Below are some key considerations for companies evaluating whether to pursue a de-SPAC transaction in the current market.
1. Revenue is still a mainstay to ensuring a successful entry into the public markets. The wave of companies completing de-SPAC transactions in 2020 and 2021 were plagued by numerous issues, but mostly they were often pre-revenue or early revenue with limited track records of execution of their long-term business plans. As with any successful IPO, companies contemplating a de-SPAC transaction should have line-of-sight to a sustainable revenue stream which can support the business through difficult fundraising periods.
2. Understanding and knowing the potential dilution for any SPAC being evaluated is critical. Newer SPACs have adopted the use of “rights” instead of warrants and have varying percentages of sponsor “promote” instead of the traditional 20% seen in 2020/2021 vintage SPACs. De-SPAC companies should assume full redemption by SPAC investors, plan accordingly when evaluating their minimum cash requirements and be mindful of the acceptable terms if raising a concurrent PIPE is required for the transaction to be consummated.

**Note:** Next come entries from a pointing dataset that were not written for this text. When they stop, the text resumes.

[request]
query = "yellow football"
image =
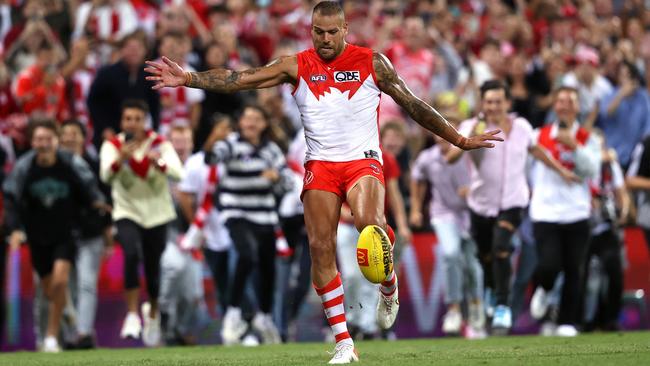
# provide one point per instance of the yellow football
(374, 254)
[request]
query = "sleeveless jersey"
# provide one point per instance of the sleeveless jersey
(339, 105)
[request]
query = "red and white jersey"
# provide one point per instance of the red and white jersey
(339, 105)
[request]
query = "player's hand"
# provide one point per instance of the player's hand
(271, 174)
(415, 218)
(404, 231)
(569, 176)
(165, 74)
(480, 141)
(16, 238)
(127, 150)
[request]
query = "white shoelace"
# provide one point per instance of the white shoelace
(340, 349)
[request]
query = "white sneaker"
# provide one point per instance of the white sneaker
(250, 341)
(51, 345)
(233, 327)
(151, 334)
(566, 330)
(476, 316)
(502, 318)
(263, 323)
(387, 308)
(539, 303)
(344, 353)
(131, 327)
(547, 329)
(452, 322)
(474, 333)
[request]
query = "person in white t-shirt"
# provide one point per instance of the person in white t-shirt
(193, 191)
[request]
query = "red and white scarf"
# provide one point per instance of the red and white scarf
(194, 236)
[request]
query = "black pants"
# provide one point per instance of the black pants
(255, 245)
(3, 262)
(607, 247)
(492, 240)
(140, 244)
(218, 264)
(296, 235)
(562, 248)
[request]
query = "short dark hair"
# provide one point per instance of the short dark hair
(565, 88)
(76, 123)
(495, 85)
(634, 71)
(177, 36)
(135, 104)
(328, 8)
(46, 123)
(218, 117)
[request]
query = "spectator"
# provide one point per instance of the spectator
(181, 280)
(450, 220)
(638, 181)
(254, 167)
(43, 193)
(560, 209)
(195, 198)
(118, 82)
(294, 272)
(499, 190)
(40, 89)
(592, 86)
(227, 104)
(94, 237)
(179, 106)
(23, 46)
(138, 163)
(610, 209)
(625, 113)
(105, 20)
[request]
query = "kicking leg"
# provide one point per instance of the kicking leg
(366, 199)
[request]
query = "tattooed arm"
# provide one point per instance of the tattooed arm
(170, 74)
(422, 113)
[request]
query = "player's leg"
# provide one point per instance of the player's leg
(55, 286)
(322, 210)
(507, 222)
(241, 233)
(366, 199)
(449, 240)
(130, 239)
(473, 283)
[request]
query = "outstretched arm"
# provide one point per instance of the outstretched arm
(169, 74)
(390, 83)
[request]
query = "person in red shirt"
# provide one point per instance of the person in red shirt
(40, 89)
(341, 166)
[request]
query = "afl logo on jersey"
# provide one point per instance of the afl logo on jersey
(318, 78)
(345, 76)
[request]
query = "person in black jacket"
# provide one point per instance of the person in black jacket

3. Because a de-SPAC company is a former “shell” company, Rule 144 is not available for resales of securities for one year from the date of filing of the Form 10 information in the Super 8-K (as described below) due to the applicability of Rule 144(i).

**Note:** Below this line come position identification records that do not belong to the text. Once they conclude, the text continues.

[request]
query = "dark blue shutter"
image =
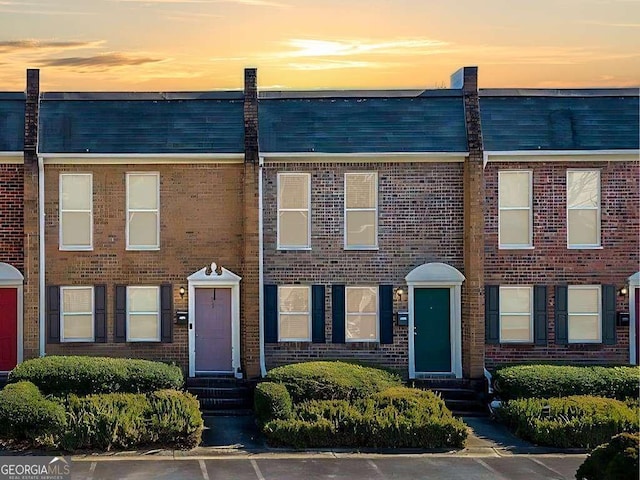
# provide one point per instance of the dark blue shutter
(540, 317)
(317, 313)
(385, 293)
(270, 313)
(492, 314)
(609, 314)
(561, 315)
(337, 309)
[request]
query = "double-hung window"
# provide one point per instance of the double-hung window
(143, 211)
(583, 208)
(515, 209)
(76, 211)
(294, 210)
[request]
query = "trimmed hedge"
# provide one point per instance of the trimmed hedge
(616, 460)
(26, 415)
(571, 422)
(272, 401)
(61, 375)
(331, 380)
(546, 381)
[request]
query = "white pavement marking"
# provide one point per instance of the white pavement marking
(255, 466)
(203, 469)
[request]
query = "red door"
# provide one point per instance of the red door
(8, 328)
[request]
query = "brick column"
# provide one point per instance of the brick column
(250, 327)
(31, 234)
(473, 287)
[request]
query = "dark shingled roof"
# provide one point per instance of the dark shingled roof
(11, 121)
(594, 119)
(142, 123)
(350, 122)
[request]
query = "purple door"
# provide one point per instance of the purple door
(213, 330)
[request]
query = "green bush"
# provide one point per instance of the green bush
(616, 460)
(26, 415)
(332, 380)
(61, 375)
(546, 381)
(271, 401)
(576, 421)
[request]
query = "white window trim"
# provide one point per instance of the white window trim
(69, 248)
(156, 210)
(308, 210)
(594, 246)
(530, 314)
(375, 209)
(569, 314)
(62, 315)
(308, 313)
(157, 313)
(517, 246)
(346, 315)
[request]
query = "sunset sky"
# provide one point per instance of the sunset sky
(166, 45)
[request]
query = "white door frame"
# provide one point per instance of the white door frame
(438, 275)
(208, 278)
(10, 277)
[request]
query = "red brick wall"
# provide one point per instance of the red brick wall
(551, 263)
(419, 221)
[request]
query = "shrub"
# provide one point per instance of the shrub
(546, 381)
(576, 421)
(272, 401)
(26, 415)
(332, 380)
(616, 460)
(61, 375)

4. The de-SPAC company will need to file a resale shelf registration statement on Form S-1/F-1 due to the inability to use Form S-3/F-3 for 12 months following the filing of the Form 10 information for any shares issued in previously completed private placements, including any PIPE transaction.

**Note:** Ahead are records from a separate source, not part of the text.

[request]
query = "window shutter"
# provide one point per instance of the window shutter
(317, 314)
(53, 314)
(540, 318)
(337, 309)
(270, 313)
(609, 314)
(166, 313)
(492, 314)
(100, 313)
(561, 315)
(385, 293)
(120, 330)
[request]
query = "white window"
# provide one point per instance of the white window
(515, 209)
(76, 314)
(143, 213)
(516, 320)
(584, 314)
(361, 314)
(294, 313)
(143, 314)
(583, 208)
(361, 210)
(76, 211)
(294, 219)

5. A de-SPAC company has to file a “Super 8-K” disclosure within four business days of the closing of the de-SPAC transaction and include in such filing the information required by Form 10. The “Form 10 information” is typically incorporated by reference from the de-SPAC Form S-4/F-4. Note that timing considerations relating to financial statement staleness should be evaluated at this juncture of the transaction as well.